The Al Murrah (آل مرة) (singular 'Al Marri') are an Arab tribe descended from the Banu Yam tribe. They mainly reside in countries such as Qatar, Saudi Arabia, United Arab Emirates, Kuwait and Bahrain. Historically, the Al Murrah were a tribe of camel-herding nomads, who controlled and travelled through a vast area of the Arabian Peninsula.

Seven clans make up the Saudi branch of the Al Murrah. Travelling as much as 3000 km each year, the tribe comprises approximately 15,000 individuals.

==Population==

===Qatar===
Historically, the Al Murrah tribe made up a large proportion of Qatar's ethnic population.

In 1885, a number of Al Murrah tribespeople, along with several members from the Bani Hajer tribe, renounced their allegiance to Qatar and departed from the country. The two families were joined by the Ajman tribe, who were known to harbor hostilities toward Qatar and regularly engage in skirmishes with its inhabitants. While the group was encamped in an area between Qatar and Oman, a regiment of 1,200 partisans composed of branches of Al Murrah and Bani Hajer loyal to the sheikh of Qatar engaged the group. Although the three tribes boasted a combined force of 2,000 men and outnumbered the opposition, they were inflicted with heavy losses.

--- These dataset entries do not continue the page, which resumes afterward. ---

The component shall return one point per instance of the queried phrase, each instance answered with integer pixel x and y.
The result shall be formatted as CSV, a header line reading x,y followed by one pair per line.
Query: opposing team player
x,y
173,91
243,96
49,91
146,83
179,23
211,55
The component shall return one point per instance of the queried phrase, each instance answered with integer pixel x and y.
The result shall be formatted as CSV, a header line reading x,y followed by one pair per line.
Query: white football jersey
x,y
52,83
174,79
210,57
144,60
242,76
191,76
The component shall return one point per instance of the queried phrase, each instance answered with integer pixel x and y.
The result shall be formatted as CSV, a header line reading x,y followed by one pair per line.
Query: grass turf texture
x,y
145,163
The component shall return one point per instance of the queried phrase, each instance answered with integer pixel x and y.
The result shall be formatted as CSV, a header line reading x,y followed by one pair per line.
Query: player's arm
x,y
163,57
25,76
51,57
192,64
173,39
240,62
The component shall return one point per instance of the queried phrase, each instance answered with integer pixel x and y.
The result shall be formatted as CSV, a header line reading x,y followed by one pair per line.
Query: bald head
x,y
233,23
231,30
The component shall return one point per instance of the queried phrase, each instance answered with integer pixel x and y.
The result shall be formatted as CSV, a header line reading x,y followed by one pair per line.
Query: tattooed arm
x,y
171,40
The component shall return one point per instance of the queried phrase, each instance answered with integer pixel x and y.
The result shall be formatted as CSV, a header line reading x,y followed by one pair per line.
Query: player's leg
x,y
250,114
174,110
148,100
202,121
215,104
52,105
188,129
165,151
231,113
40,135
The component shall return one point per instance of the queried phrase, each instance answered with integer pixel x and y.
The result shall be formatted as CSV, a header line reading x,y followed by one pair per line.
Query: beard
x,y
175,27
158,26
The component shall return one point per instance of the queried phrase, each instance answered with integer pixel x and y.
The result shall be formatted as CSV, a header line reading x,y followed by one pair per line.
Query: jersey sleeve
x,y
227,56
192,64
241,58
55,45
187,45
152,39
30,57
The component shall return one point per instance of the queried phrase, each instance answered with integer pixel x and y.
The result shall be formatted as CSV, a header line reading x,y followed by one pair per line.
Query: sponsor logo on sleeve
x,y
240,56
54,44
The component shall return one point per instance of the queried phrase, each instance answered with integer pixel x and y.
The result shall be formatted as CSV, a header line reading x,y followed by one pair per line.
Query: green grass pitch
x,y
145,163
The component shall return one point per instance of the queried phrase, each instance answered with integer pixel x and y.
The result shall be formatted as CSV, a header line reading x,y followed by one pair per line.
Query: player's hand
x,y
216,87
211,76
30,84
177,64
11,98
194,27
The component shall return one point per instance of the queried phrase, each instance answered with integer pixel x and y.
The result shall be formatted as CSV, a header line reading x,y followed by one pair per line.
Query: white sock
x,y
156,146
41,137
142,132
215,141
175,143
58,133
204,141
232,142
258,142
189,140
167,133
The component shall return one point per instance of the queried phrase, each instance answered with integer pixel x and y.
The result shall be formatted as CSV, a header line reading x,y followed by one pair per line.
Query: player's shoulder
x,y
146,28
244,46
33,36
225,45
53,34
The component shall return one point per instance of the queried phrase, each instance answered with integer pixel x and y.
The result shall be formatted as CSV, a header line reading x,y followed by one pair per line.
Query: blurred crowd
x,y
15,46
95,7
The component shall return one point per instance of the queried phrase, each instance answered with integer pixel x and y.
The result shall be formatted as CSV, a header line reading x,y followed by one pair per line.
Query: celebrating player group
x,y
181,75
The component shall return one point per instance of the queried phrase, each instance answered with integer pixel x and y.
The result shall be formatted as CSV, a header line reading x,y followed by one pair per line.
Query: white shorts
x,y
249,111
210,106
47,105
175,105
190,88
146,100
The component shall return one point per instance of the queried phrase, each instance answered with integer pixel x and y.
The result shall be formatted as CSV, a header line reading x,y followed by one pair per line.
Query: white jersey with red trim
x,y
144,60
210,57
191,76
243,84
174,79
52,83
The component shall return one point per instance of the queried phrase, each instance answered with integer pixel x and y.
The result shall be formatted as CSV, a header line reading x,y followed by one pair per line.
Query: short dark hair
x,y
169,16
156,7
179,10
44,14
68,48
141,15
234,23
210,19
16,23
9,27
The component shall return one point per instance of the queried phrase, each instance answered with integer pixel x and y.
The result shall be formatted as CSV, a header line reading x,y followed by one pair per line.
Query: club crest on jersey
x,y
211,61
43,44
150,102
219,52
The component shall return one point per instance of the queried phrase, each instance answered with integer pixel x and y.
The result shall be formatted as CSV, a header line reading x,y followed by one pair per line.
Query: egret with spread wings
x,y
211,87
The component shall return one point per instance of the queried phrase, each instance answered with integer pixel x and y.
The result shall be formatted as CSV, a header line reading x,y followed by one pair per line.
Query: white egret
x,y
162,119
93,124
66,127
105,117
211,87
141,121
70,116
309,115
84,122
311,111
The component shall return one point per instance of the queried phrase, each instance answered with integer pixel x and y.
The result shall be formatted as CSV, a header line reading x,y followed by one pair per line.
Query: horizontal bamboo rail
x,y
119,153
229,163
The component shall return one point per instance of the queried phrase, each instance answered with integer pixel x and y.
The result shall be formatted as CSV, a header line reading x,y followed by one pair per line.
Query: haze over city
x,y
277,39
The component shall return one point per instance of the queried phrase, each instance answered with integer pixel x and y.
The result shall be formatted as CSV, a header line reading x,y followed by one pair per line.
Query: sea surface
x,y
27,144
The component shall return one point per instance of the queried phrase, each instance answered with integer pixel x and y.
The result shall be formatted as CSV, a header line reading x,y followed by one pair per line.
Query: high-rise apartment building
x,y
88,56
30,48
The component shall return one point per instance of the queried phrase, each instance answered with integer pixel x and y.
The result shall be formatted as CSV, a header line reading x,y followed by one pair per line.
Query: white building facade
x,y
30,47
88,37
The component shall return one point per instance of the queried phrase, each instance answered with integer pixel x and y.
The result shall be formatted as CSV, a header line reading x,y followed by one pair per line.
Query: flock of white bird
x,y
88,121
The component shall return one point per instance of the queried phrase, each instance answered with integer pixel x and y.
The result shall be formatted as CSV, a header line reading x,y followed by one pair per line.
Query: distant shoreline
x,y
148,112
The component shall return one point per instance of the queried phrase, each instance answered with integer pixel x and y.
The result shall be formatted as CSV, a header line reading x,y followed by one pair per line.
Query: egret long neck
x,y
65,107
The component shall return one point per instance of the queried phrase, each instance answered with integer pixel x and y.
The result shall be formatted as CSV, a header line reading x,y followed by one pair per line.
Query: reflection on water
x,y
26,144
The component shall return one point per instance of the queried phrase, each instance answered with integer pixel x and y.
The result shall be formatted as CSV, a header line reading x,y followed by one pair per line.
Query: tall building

A majority of tribe members were strong supporters of Sheikh Khalifa Al Thani, the former Emir of Qatar who was deposed in 1995 in a coup by his son. Eight months after the coup, 119 Al Murrah members attempted to overthrow the new Emir of Qatar, Sheikh Hamad Al Thani, but failed. In February 2000, 19 of the alleged perpetrators were sentenced to death, 33 were sentenced to life in prison, and the rest were acquitted. However, none of those sentenced to death were executed.

In 2017, Qatar revoked the citizenship of the sheikh and 54 tribespeople. The Al Murrah are friendly to the UAE and Saudi Arabia and oppose the current regime in Iran.

Al Murrah tribespeople were not allowed to run for the 2021 Qatari general election, which led to protests.